Vindo em sua direção

Se alguém se aperceber rapidamente destes planos, serão os governos de Chipre, da Grécia e de Itália, que serão os pontos de destino da nova crise de refugiados que Israel está a planejar.

A UE acaba de anunciar um pacote de 8 bilhões de dólares como parte de um acordo para controlar a migração do Egito, entregando-o ao regime do Presidente Abdel Fattah el-Sisi, cujo desgoverno criou o problema.

Essa é a lógica da Fortaleza Europa: apoiar um ditador que cria o caos no seu país e força milhares de egípcios a embarcar, e depois recompensá-lo, transformando a maré humana de miséria que ele criou num fluxo de receitas muito necessário.

Ao fechar Rafah definitivamente, Israel privará o Egito da sua última carta estratégica: Gaza. Tendo rendido o estatuto de líder do mundo árabe, tendo perdido toda a influência sobre os seus vizinhos, o Sudão e a Líbia, Sisi só lhe resta uma tarefa: agir como o valentão XL da Europa contra os refugiados.

A UE está prestes a repetir o mesmo erro com Netanyahu: permitir que Israel interrompa o fluxo de ajuda internacional para Gaza através de todas as fronteiras terrestres, e depois ajudar a construir a infraestrutura para a próxima vaga de refugiados. Afinal, se funcionou na Síria, pode funcionar em Gaza.

Palestinos removem escombros após bombardeio israelense no campo de refugiados de Nuseirat, em Gaza, em 20 de março de 2024 | AFP

Se Bruxelas não tomar conhecimento hoje do plano do governo israelita para Gaza, fá-lo-á muito em breve, quando os barcos cheios de palestinos começarem a chegar às ilhas da Grécia e às costas de Itália.
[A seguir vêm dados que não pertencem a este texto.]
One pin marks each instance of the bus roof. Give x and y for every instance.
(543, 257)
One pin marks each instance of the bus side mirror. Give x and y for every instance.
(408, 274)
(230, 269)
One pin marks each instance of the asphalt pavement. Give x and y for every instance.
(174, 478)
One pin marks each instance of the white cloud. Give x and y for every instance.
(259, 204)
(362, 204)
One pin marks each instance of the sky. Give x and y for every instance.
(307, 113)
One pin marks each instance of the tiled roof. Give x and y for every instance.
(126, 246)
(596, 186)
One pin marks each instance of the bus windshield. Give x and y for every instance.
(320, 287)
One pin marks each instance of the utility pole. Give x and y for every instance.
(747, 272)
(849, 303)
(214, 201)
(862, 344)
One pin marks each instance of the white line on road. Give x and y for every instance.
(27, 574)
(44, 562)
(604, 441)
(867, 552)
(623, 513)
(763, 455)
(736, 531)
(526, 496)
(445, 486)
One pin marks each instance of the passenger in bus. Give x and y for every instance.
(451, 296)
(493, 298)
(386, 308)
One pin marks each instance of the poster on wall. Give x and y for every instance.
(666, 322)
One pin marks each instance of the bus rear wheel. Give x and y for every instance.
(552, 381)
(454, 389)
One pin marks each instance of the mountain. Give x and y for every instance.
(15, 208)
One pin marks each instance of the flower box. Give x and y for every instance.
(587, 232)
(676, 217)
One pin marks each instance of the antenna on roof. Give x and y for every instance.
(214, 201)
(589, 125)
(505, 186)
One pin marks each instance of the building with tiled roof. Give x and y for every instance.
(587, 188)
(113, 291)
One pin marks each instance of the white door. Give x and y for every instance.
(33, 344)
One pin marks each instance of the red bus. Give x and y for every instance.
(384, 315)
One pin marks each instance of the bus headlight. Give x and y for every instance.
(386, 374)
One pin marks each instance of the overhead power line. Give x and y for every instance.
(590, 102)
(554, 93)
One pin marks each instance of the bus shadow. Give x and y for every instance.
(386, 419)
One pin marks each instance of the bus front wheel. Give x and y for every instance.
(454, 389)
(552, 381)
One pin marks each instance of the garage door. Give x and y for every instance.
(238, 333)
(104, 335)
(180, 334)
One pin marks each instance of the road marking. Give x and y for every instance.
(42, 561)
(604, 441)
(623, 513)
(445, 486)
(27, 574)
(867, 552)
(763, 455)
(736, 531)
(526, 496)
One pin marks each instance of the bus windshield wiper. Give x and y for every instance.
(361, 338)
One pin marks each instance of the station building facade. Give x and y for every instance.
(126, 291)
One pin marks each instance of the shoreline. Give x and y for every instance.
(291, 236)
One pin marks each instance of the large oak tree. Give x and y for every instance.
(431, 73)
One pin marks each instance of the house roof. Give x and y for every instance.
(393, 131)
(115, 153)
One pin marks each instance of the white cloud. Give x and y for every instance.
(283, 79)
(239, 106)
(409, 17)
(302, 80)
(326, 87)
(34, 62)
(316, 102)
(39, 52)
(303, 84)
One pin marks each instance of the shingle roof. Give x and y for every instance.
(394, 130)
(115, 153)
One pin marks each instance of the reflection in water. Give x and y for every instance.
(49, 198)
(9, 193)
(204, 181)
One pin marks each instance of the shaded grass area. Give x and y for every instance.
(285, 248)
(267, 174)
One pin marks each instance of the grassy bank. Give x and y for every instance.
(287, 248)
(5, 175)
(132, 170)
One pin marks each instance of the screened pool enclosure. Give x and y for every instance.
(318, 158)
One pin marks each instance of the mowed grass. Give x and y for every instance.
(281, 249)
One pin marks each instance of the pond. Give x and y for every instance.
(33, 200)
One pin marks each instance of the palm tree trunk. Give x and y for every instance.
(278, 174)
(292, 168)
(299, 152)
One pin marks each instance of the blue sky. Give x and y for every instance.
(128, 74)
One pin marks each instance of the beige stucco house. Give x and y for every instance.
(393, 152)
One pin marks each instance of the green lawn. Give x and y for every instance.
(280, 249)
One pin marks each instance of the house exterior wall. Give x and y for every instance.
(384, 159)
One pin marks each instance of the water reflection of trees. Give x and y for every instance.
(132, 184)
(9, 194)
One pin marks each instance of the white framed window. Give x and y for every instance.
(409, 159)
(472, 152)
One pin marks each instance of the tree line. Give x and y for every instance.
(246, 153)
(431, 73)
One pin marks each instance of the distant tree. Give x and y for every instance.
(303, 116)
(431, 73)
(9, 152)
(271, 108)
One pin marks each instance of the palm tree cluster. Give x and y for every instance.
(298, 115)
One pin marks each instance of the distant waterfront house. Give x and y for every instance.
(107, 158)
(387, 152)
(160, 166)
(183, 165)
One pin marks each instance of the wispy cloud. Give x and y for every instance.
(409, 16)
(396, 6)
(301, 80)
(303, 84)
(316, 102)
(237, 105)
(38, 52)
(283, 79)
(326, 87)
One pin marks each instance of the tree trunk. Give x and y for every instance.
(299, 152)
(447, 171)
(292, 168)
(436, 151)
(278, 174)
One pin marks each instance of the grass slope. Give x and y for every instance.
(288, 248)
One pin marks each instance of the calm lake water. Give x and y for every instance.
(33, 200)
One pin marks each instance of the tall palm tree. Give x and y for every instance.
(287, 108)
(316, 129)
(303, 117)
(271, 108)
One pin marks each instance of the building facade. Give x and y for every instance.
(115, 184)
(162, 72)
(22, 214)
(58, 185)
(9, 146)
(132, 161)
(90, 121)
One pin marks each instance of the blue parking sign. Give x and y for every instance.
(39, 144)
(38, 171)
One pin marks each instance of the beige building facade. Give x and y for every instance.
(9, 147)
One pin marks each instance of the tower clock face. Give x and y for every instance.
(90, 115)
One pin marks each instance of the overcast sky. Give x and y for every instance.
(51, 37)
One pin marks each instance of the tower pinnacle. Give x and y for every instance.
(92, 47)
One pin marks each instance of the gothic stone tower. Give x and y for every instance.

Mas há outro ponto que Washington precisa de reconhecer. Ouviu Netanyahu quando em 2002, como cidadão privado, testemunhou ao Congresso que a invasão do Iraque seria “uma boa escolha”.

Os EUA ouviram e vejam o que aconteceu. A invasão do Iraque desencadeou uma cadeia de acontecimentos que mergulhou toda a região numa turbulência, expandiu enormemente o alcance do Irã no mundo árabe e reacendeu divisões sectárias.

Hoje, a invasão de Gaza por Israel está a unir o mundo árabe contra Israel. Os Houthis são agora o brinde dos árabes em todo o Médio Oriente pela sua campanha contra a navegação ocidental no Mar Vermelho. Mas a política dos EUA continua a ser liderada por Netanyahu.

Uma mistura perigosa e potente está a fermentar nos corações árabes em todo o mundo: raiva, profunda humilhação e culpa. Esta é uma receita para uma guerra existencial como esta geração de israelitas nunca experimentou e pela qual não tem apetite.

Se Biden seguir Israel neste caminho, perderá as próximas eleições. A fúria entre os árabes americanos é extraordinária. Mas isso tem poucas consequências estratégicas, tão mal se comportou o presidente democrata.

Se os EUA permitirem que Israel transforme Gaza num gigantesco campo de refugiados que gradualmente força os palestinos a embarcarem em barcos, isso terá enormes consequências estratégicas, diminuindo as consequências da condenada invasão do Iraque.

Israel já não é um ativo estratégico e parceiro militar dos EUA. É a semente, a incubadora e a estufa de uma guerra regional. Se isso acontecer, os EUA merecem tudo o que está acontecendo.

Publicado originalmente pelo Middle East Eye em 21/03/2024 – 11h16

Por David Hearst

David Hearst é cofundador e editor-chefe do Middle East Eye. É comentarista e palestrante da região e analista da Arábia Saudita. Ele foi o principal escritor estrangeiro do Guardian e foi correspondente na Rússia, Europa e Belfast. Ele ingressou no Guardian vindo do The Scotsman, onde foi correspondente educacional.

As opiniões expressas neste artigo pertencem ao autor e não refletem necessariamente a política editorial do Middle East Eye.